Detto questo è comprensibile come, per impossibilità di apportare setting diversi vista anche l’eliminazione del warm-up (altra inutilità..), guidare una vettura di Formula 1 sull’acqua (e che acqua, quella scesa a Montreal) con un assetto da asciutto diventi praticamente impossibile. Nemmeno una sensibilità da Campioni può essere determinante per non incappare in un errore. L’altezza da terra così ridotta, compensata in minima parte dalle coperture da bagnato Pirelli dotate di una battistrada più alto rispetto a quelle da asciutto, sarebbe stata una garanzia di acquaplaning e uscite di pista, nel caso in cui la gara di domenica non fosse iniziata in regime di Safety Car. Un assetto rigido sul bagnato, inoltre, rende imprevedibili le reazioni della vettura in frenata e in accelerazione, così come in ingresso di curva. E, ultima cosa ma non di minore importanza, ricordiamo come le squadre non avessero mai avuto esperienza con le coperture rain fino a questo GP. Solo nelle libere della Turchia, infatti, erano state utilizzate. Ma, di fatto, queste mescole erano sconosciute per tutti.

Pertanto, considerate le variabili in gioco (pista ‘pericolosa’ vista la mancanza di vie di fuga, assetti da asciutto, gomme rain ‘sconosciute’, pozzanghere che hanno necessitato l’intervento di mezzi esterni) ci sentiamo di giustificare la scelta della direzione gara. A volte il tifo porta a conclusioni affrettate, perchè è facile giudicare dalla poltrona di casa nostra e, soprattutto, la bravura di TUTTI questi piloti è quella di far sembrare facili azioni che per ‘comuni mortali’ sarebbero impossibili da replicare. Sarebbe corretto, quindi, nei confronti di tutti, mettersi nei panni di chi guida rischiando grosso e considerare tutte le attenuanti del caso. Anche se, nello specifico di Montreal, riconosciamo anche noi come sia stata troppo lunga (di 5 o 6 giri almeno) l’attesa per l’ultimo via libera dopo la sospensione. E infatti, via team radio, qualche pilota si è lamentato.

Cosa fare, allora?
Il Parco Chiuso, risalente al 2003, è ormai (o è sempre stata?) una regola inutile. Già la sua introduzione, motivata dall’esigenza di dare un freno alle soluzioni esasperate e differenti utilizzate tra qualifiche e gara, fu contestata ampiamente, ma ora la sua applicazione pare non aver più senso, sempre che ne abbia avuto.

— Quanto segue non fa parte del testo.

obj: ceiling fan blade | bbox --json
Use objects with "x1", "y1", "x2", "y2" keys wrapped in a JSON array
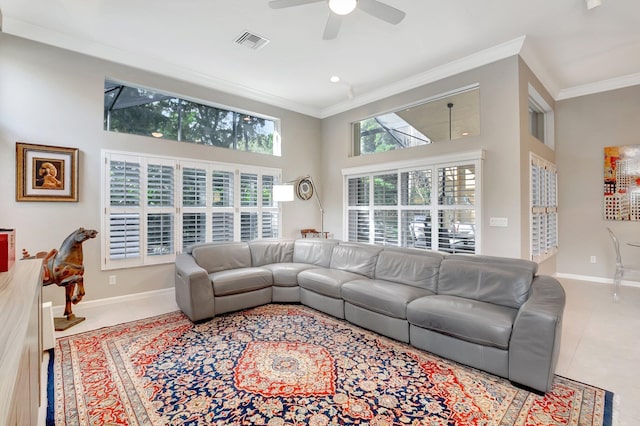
[
  {"x1": 269, "y1": 0, "x2": 325, "y2": 9},
  {"x1": 322, "y1": 12, "x2": 342, "y2": 40},
  {"x1": 358, "y1": 0, "x2": 406, "y2": 25}
]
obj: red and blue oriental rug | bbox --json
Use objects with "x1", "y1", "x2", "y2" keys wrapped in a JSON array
[{"x1": 53, "y1": 305, "x2": 612, "y2": 426}]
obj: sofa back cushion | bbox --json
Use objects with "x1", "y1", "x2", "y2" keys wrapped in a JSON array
[
  {"x1": 329, "y1": 243, "x2": 382, "y2": 278},
  {"x1": 437, "y1": 254, "x2": 538, "y2": 309},
  {"x1": 375, "y1": 248, "x2": 444, "y2": 293},
  {"x1": 191, "y1": 243, "x2": 251, "y2": 274},
  {"x1": 293, "y1": 238, "x2": 338, "y2": 268},
  {"x1": 249, "y1": 240, "x2": 293, "y2": 266}
]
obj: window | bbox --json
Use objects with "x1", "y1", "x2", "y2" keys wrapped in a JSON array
[
  {"x1": 352, "y1": 84, "x2": 480, "y2": 155},
  {"x1": 104, "y1": 80, "x2": 280, "y2": 155},
  {"x1": 531, "y1": 154, "x2": 558, "y2": 262},
  {"x1": 102, "y1": 151, "x2": 281, "y2": 269},
  {"x1": 343, "y1": 153, "x2": 482, "y2": 253}
]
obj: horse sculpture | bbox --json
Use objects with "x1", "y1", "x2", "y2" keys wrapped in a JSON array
[{"x1": 23, "y1": 228, "x2": 98, "y2": 321}]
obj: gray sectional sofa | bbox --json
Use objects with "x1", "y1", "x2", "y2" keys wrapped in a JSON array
[{"x1": 175, "y1": 239, "x2": 565, "y2": 392}]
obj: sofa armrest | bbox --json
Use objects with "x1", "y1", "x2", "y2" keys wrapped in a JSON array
[
  {"x1": 509, "y1": 275, "x2": 565, "y2": 392},
  {"x1": 175, "y1": 253, "x2": 215, "y2": 321}
]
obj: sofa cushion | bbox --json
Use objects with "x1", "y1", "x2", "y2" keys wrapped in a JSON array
[
  {"x1": 191, "y1": 243, "x2": 251, "y2": 273},
  {"x1": 293, "y1": 238, "x2": 338, "y2": 268},
  {"x1": 263, "y1": 263, "x2": 316, "y2": 287},
  {"x1": 341, "y1": 279, "x2": 433, "y2": 319},
  {"x1": 407, "y1": 295, "x2": 518, "y2": 349},
  {"x1": 249, "y1": 240, "x2": 294, "y2": 266},
  {"x1": 437, "y1": 254, "x2": 538, "y2": 308},
  {"x1": 298, "y1": 268, "x2": 364, "y2": 299},
  {"x1": 329, "y1": 243, "x2": 382, "y2": 278},
  {"x1": 209, "y1": 268, "x2": 273, "y2": 296},
  {"x1": 375, "y1": 248, "x2": 444, "y2": 293}
]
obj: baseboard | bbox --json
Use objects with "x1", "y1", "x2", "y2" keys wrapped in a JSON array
[
  {"x1": 553, "y1": 272, "x2": 640, "y2": 288},
  {"x1": 53, "y1": 287, "x2": 174, "y2": 316}
]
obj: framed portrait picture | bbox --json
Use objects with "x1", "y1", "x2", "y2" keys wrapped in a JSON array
[{"x1": 16, "y1": 142, "x2": 78, "y2": 201}]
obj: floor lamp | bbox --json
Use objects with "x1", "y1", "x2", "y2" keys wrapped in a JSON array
[{"x1": 273, "y1": 175, "x2": 325, "y2": 238}]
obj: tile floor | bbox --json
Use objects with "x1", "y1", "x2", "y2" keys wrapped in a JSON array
[{"x1": 38, "y1": 278, "x2": 640, "y2": 426}]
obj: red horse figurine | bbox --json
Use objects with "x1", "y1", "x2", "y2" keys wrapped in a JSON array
[{"x1": 36, "y1": 228, "x2": 98, "y2": 320}]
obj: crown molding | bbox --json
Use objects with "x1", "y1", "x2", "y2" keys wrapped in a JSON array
[{"x1": 556, "y1": 73, "x2": 640, "y2": 101}]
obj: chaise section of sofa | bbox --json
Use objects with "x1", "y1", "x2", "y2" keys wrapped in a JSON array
[
  {"x1": 298, "y1": 243, "x2": 382, "y2": 319},
  {"x1": 342, "y1": 248, "x2": 444, "y2": 343},
  {"x1": 407, "y1": 255, "x2": 565, "y2": 392}
]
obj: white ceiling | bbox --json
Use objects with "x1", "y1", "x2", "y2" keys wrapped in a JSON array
[{"x1": 0, "y1": 0, "x2": 640, "y2": 118}]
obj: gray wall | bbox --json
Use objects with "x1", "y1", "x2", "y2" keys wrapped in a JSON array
[
  {"x1": 556, "y1": 86, "x2": 640, "y2": 279},
  {"x1": 0, "y1": 33, "x2": 320, "y2": 305}
]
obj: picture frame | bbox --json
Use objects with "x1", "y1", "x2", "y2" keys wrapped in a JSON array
[{"x1": 16, "y1": 142, "x2": 78, "y2": 202}]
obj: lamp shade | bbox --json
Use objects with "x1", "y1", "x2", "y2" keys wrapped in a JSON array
[{"x1": 273, "y1": 185, "x2": 293, "y2": 201}]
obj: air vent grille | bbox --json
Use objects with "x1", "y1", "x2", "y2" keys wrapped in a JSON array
[{"x1": 236, "y1": 31, "x2": 269, "y2": 50}]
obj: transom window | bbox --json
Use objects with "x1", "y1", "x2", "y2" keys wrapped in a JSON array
[
  {"x1": 102, "y1": 151, "x2": 281, "y2": 269},
  {"x1": 104, "y1": 80, "x2": 280, "y2": 155},
  {"x1": 343, "y1": 153, "x2": 480, "y2": 253},
  {"x1": 352, "y1": 84, "x2": 480, "y2": 156}
]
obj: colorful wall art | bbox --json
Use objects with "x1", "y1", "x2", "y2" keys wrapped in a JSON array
[{"x1": 604, "y1": 145, "x2": 640, "y2": 220}]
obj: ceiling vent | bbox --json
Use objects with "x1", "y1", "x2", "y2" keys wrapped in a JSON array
[{"x1": 236, "y1": 31, "x2": 269, "y2": 50}]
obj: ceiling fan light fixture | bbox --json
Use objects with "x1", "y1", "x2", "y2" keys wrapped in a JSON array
[{"x1": 329, "y1": 0, "x2": 358, "y2": 15}]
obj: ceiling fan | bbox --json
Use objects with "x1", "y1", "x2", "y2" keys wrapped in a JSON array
[{"x1": 269, "y1": 0, "x2": 406, "y2": 40}]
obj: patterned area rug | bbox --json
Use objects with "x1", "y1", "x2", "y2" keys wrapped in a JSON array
[{"x1": 55, "y1": 305, "x2": 612, "y2": 426}]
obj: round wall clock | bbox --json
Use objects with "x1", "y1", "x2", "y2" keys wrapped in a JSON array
[{"x1": 296, "y1": 178, "x2": 313, "y2": 200}]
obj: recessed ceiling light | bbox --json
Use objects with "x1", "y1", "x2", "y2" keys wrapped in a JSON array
[{"x1": 329, "y1": 0, "x2": 358, "y2": 15}]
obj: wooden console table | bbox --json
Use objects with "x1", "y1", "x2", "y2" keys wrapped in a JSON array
[{"x1": 0, "y1": 259, "x2": 42, "y2": 426}]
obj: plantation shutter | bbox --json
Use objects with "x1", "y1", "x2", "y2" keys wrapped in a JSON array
[
  {"x1": 102, "y1": 151, "x2": 281, "y2": 269},
  {"x1": 347, "y1": 176, "x2": 370, "y2": 242},
  {"x1": 211, "y1": 170, "x2": 235, "y2": 242},
  {"x1": 262, "y1": 175, "x2": 280, "y2": 238},
  {"x1": 530, "y1": 154, "x2": 558, "y2": 262},
  {"x1": 240, "y1": 173, "x2": 260, "y2": 241},
  {"x1": 240, "y1": 212, "x2": 258, "y2": 241},
  {"x1": 104, "y1": 155, "x2": 142, "y2": 265},
  {"x1": 342, "y1": 155, "x2": 483, "y2": 253},
  {"x1": 211, "y1": 213, "x2": 235, "y2": 242},
  {"x1": 181, "y1": 163, "x2": 210, "y2": 250},
  {"x1": 147, "y1": 159, "x2": 176, "y2": 263},
  {"x1": 433, "y1": 164, "x2": 476, "y2": 253},
  {"x1": 400, "y1": 168, "x2": 433, "y2": 248}
]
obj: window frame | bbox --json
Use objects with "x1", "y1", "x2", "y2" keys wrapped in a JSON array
[
  {"x1": 100, "y1": 150, "x2": 282, "y2": 270},
  {"x1": 342, "y1": 150, "x2": 484, "y2": 254},
  {"x1": 527, "y1": 83, "x2": 555, "y2": 149},
  {"x1": 103, "y1": 77, "x2": 282, "y2": 157}
]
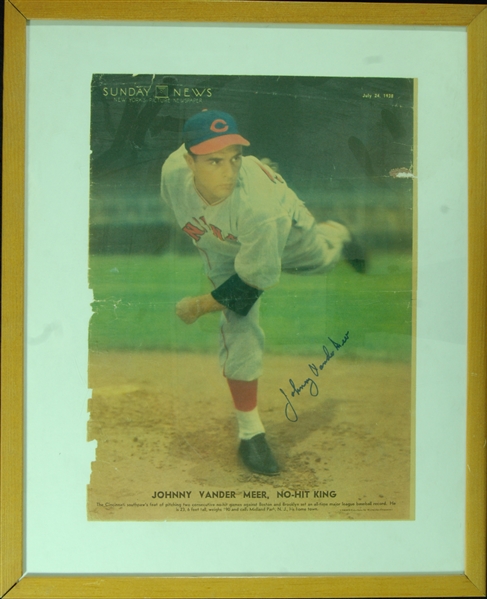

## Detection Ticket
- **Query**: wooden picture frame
[0,0,487,599]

Eliminarlo vorrebbe dire permettere alle scuderie di apportare, come succedeva prima della sua introduzione, tutte quelle modifiche che possono aiutare a migliorare le prestazioni in gara, magari a fronte di una cattiva qualifica. E, in caso di meteo incerto o pioggia in arrivo, dare la possibilità di ‘mettere in sicurezza’ le vetture con un assetto adatto alle condizioni atmosferiche. Il che sarebbe utile per evitare, in parte, i problemi riscontrati domenica.

Altro dettaglio non da poco sarebbe quello di dare il via ai GP sempre nel primo pomeriggio, in barba ai dettami televisivi. Il GP della Malesia 2009 fu sospeso definitivamente anche per motivi di visibilità, visto che si era partiti alle 17 locali anzichè alle 14 usuali, addirittura le 13 come in Canada questa domenica.

Per chi, infine, inneggia agli anni passati in cui si correva sempre e comunque, ricordiamo il Gp d’Australia 1991. Gara sospesa dopo 24 minuti e 14 giri, con assegnazione di punteggio dimezzato, per un diluvio universale sul tracciato di Adelaide.